The dataset can be downloaded at: https://surfdrive.surf.nl/files/index.php/s/Mzm28FQ1udG3FG7 (2GB)

If the training is done on a single node, running the following command (after necessary allocation of the compute resources) would be enough:
```
python dg_train.py -f output_bw_512.hdf5 --arch EfficientNetB4 --epochs 10 --noise 0.3 --batch-size 4
```
Please replace `output_bw_512.hdf5` with the actual dataset file name, and modify other parameters whenever necessary. `--batch-size` of 8 may be used if the GPU has 32 GB of memory.

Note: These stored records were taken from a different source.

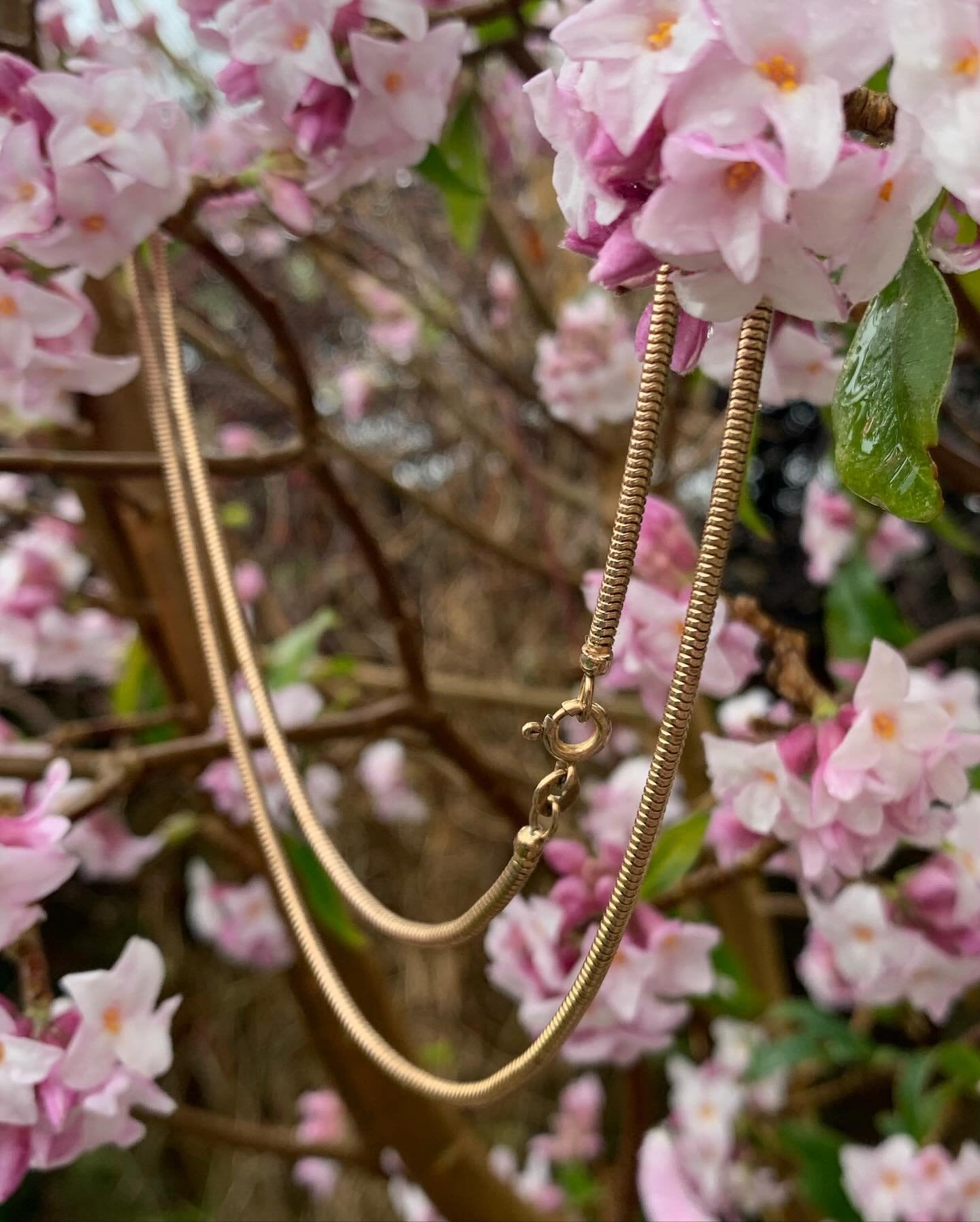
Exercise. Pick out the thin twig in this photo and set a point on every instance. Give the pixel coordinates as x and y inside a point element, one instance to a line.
<point>941,639</point>
<point>97,464</point>
<point>787,671</point>
<point>71,733</point>
<point>711,878</point>
<point>233,1131</point>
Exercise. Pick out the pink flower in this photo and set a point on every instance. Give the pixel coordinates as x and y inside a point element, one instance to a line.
<point>250,581</point>
<point>395,327</point>
<point>614,803</point>
<point>714,197</point>
<point>289,202</point>
<point>880,1180</point>
<point>26,201</point>
<point>892,542</point>
<point>755,782</point>
<point>800,364</point>
<point>665,1192</point>
<point>666,551</point>
<point>324,785</point>
<point>324,1119</point>
<point>99,225</point>
<point>884,750</point>
<point>794,280</point>
<point>107,850</point>
<point>103,115</point>
<point>829,532</point>
<point>121,1022</point>
<point>382,774</point>
<point>15,1157</point>
<point>866,213</point>
<point>587,372</point>
<point>24,1065</point>
<point>405,86</point>
<point>356,389</point>
<point>241,923</point>
<point>29,313</point>
<point>290,43</point>
<point>570,130</point>
<point>787,69</point>
<point>642,50</point>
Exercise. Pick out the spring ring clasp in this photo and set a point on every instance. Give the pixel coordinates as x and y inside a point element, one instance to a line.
<point>572,753</point>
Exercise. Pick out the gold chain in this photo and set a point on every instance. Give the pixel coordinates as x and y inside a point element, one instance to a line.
<point>170,405</point>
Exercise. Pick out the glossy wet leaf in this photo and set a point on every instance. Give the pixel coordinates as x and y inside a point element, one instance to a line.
<point>675,852</point>
<point>858,610</point>
<point>887,399</point>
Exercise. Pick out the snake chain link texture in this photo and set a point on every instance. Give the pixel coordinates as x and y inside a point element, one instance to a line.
<point>743,401</point>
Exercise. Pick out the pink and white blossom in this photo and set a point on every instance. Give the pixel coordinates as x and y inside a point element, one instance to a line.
<point>241,923</point>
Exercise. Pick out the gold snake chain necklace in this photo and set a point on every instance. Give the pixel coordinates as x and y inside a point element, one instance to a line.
<point>220,619</point>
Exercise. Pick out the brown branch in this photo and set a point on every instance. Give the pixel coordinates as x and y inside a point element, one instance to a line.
<point>434,507</point>
<point>242,1134</point>
<point>98,464</point>
<point>866,110</point>
<point>202,750</point>
<point>33,974</point>
<point>787,671</point>
<point>941,639</point>
<point>70,733</point>
<point>713,878</point>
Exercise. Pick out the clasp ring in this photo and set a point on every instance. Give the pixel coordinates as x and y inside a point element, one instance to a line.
<point>572,753</point>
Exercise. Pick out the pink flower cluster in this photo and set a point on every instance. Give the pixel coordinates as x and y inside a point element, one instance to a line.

If multiple nodes are used, it is necessary to run the code with `mpirun` or `mpiexec`. For example, train the DNN on 2 nodes, each with 4 GPUs:
```
mpirun -np 8 python dg_train.py -f output_bw_512.hdf5 --arch EfficientNetB4 --epochs 10 --noise 0.3 --batch-size 4
```

If NVIDIA GPUs are used, `DeepGalaxy` can automatically bind an MPI process to a GPU, so no explicit specification of `CUDA_VISIBLE_DEVICES` is needed.